I'm quite certain that this should be trivially simple, but it's very late and I'm not that bright at the best of times:
$\{(X_\lambda, \mathcal{U}_\lambda)\,|\,\lambda \in \Lambda\}$ is a family of topological spaces with natural projection
$pr_\mu\,:\, \prod\limits_{\lambda\in\Lambda} X_\lambda \rightarrow X_\mu, \quad (x_\lambda)_{\lambda\in\Lambda} \mapsto x_\mu.$
I need to prove that $G \subseteq \prod X_\lambda$ is open in the product topology if and only if $G = \bigcup\limits_{\alpha\in A} G_\alpha$, and each $G_\alpha = \prod\limits_{\lambda \in \Lambda} G_{\alpha \lambda}$, with each $G_{\alpha\lambda}\in \mathcal{U}_\lambda$ and $G_{\alpha\lambda} = X_\lambda$ for all but finitely many $\lambda$. The product topology is then taken to be the topology induced by $\{pr_\mu\,|\,\mu\in\Lambda\}$.

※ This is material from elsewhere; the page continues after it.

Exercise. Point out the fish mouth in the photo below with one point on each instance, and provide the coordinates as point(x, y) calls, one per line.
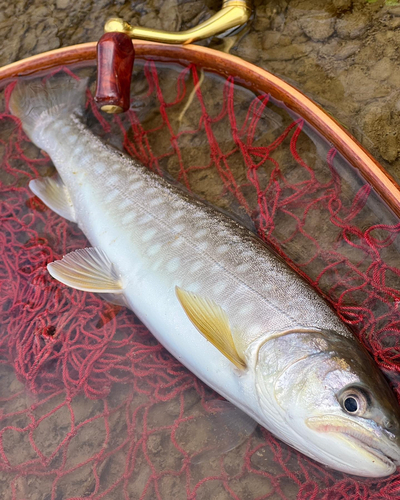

Then I need to show that each $pr_\mu$ is an open mapping.
I appreciate that this is basically just writing out the definition of the product topology, and it feels like it's very close to clicking in my brain, but I keep getting jumbled and the devil Time ruthlessly pushes ever forward.